Neonowy napis „Lublin” może zawisnąć nad jezdnią al. Tysiąclecia niedaleko Zamku. Już dziś świecący na niebiesko neon ma być oficjalnie zaprezentowany na otwarciu wystawy w Centrum Spotkania Kultur. To, czy zobaczymy go wkrótce nad jezdnią, zależy już wyłącznie od zgody Zarządu Dróg i Mostów.
Zamknięty w szklanych rurkach gaz po podłączeniu do prądu zaczyna świecić. Tak działa neon, kiedyś wszędobylski w centrach polskich miast, później mocno zapomniany. Ostatnio coraz śmielej wraca do łask i zyskuje sympatyków. To oni zabrali się za organizację wystawy NEON Art, która zostanie otwarta dzisiaj (wernisaż o godz. 19) w Centrum Spotkania Kultur. Będzie tu można zobaczyć 13 neonów. Jednym z nich jest niebieski napis „Lublin”.
Właśnie ten neon miałby trafić na stałe nad jezdnię al. Tysiąclecia. Pomysłodawcy upatrzyli już sobie konstrukcję, na której chcieliby go zamocować. Drogowcy nazywają to bramownicą. To ustawiona nad drogą metalowa konstrukcja w kształcie prostokątnej bramy, do której zwykle montuje się drogowskazy. Autorzy pomysłu starają się już o zgodę na montaż świetlnej ozdoby nad jezdnią biegnącą od Młyna Krauzego w kierunku ronda koło Zamku.
– Wniosek dotyczący neonu na bramownicy nad al. Tysiąclecia wpłynął do Zarządu Dróg i Mostów 16 grudnia. Obecnie jest rozpatrywany – informuje Grzegorz Jędrek z biura prasowego w lubelskim Ratuszu.
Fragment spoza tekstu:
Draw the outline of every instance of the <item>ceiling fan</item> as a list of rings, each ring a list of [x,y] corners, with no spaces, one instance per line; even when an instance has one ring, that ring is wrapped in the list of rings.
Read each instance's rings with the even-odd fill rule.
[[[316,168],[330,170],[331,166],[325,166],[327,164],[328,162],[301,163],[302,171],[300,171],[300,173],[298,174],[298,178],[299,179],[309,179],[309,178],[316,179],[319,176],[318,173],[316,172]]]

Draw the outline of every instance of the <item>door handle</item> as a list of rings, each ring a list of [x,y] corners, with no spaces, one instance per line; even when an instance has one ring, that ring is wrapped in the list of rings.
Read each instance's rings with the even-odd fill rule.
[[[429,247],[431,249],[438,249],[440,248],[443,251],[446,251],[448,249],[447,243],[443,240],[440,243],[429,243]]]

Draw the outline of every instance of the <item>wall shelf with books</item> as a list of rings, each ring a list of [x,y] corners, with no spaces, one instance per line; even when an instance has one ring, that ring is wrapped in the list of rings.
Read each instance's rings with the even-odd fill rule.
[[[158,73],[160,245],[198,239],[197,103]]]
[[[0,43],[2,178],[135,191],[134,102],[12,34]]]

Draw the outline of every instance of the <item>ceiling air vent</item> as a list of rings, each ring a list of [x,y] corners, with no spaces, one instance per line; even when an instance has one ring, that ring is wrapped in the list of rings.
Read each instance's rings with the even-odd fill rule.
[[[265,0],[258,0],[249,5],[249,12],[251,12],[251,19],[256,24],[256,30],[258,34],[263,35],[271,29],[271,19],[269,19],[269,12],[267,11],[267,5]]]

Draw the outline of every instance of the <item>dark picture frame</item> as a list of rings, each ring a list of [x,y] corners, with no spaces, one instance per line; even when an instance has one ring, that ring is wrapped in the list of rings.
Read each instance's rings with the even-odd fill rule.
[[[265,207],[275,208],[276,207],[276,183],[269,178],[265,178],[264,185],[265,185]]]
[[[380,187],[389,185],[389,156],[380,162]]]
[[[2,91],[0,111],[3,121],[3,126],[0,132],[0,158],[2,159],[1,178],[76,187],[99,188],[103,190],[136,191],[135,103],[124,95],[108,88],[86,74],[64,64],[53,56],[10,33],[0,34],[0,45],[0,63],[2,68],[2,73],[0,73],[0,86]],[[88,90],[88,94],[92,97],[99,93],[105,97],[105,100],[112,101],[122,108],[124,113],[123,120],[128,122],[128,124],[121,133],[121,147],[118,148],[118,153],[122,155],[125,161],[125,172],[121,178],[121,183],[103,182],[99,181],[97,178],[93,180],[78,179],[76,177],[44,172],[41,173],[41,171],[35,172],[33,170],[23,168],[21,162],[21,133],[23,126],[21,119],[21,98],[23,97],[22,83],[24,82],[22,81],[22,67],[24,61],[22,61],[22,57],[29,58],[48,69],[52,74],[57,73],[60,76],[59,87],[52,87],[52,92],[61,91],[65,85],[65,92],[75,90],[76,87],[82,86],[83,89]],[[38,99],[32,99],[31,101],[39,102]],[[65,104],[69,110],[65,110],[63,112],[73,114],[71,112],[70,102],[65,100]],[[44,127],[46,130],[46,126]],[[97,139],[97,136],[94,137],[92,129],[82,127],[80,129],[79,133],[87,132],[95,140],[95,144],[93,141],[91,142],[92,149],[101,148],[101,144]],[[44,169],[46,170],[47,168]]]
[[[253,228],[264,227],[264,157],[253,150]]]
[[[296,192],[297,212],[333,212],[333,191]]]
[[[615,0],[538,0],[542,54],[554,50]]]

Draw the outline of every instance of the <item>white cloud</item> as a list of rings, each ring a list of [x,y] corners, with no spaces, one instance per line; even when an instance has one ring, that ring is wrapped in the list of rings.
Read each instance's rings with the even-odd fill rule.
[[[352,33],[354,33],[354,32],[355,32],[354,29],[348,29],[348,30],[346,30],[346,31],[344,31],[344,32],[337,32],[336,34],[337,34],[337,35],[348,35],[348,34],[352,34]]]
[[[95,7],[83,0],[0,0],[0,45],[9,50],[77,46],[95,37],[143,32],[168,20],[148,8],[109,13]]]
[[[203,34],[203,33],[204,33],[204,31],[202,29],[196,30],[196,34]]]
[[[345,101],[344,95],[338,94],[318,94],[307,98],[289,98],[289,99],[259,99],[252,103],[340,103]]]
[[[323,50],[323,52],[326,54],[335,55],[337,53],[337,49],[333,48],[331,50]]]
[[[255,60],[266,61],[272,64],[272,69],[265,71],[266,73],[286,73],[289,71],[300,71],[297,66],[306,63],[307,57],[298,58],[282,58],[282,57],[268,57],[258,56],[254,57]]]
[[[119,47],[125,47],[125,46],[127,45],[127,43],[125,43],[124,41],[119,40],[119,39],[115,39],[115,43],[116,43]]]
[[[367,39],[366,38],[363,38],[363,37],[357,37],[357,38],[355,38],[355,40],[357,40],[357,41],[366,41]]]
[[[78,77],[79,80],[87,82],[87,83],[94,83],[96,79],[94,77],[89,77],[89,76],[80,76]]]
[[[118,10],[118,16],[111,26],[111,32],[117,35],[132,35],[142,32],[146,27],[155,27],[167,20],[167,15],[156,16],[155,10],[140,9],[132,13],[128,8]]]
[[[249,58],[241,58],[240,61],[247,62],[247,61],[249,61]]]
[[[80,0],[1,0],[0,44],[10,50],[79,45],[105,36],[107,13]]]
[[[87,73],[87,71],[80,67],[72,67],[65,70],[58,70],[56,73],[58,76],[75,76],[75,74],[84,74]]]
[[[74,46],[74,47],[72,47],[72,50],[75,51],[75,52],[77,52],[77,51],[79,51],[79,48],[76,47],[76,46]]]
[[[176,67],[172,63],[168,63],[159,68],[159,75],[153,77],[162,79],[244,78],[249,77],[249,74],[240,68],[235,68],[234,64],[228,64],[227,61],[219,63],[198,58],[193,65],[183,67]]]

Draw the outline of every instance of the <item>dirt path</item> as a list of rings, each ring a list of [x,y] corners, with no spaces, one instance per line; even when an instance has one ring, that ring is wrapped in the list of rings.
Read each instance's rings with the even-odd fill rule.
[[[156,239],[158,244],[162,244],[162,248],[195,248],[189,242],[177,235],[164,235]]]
Plany umieszczenia napisu „Lublin” nad uczęszczaną drogą mają być oficjalnie ogłoszone podczas dzisiejszego wernisażu w CSK. Ale na tym jednym neonie może się nie skończyć. Planowane jest zawieszenie jeszcze dwóch innych.
Nieoficjalnie ustaliliśmy ich lokalizacje. Pierwszy z nich może się pojawić na jednym z wieżowców przy ul. Tumidajskiego. Miałyby tu zawisnąć świecące owoce kaliny, co ma być nawiązaniem do potocznie używanej przez mieszkańców Lublina nazwy dzielnicy Kalinowszczyzna.
Drugi miałby zabłysnąć koło al. Piłsudskiego i nawiązywać do słów używanych w Lublinie. Tu pod uwagę brany jest neon „brejdaki” przedstawiający dwóch braci (czyli brejdaków). Alternatywnym pomysłem jest neon ukazujący ludzi żonglujących literami układającymi się w lubelskie powiedzenie „o tak o”.
Organizatorem otwieranej w piątek wystawy w Centrum Spotkania Kultur jest Pracownia Sztuki Zaangażowanej „Rewiry” działająca w lubelskim Centrum Kultury oraz Towarzystwo Edukacji Kulturalnej we współpracy z CSK. Wydarzenie współfinansuje Ministerstwo Kultury i Dziedzictwa Narodowego.
Wiedzieliście o tym?
* Jednym z najnowszych neonów, które pojawiły się w Lublinie jest ten nad stołówką studencką wskrzeszoną przy ul. Langiewicza przez Uniwersytet Marii Curie-Skłodowskiej. Można tu zobaczyć duży napis „Trójka”.
* Największe zamieszanie towarzyszyło planom powieszenia neonów „Szacun na mieście” i „Szacun na dzielni” na wiadukcie kolejowym nad Drogą Męczenników Majdanka. Młodzieżowy język nie wszystkim się spodobał, ostatecznie zawisł tylko jeden napis „Szacunek na mieście”, ale autorzy wpadli na pomysł, by litery „ek” co pewien czas gasły.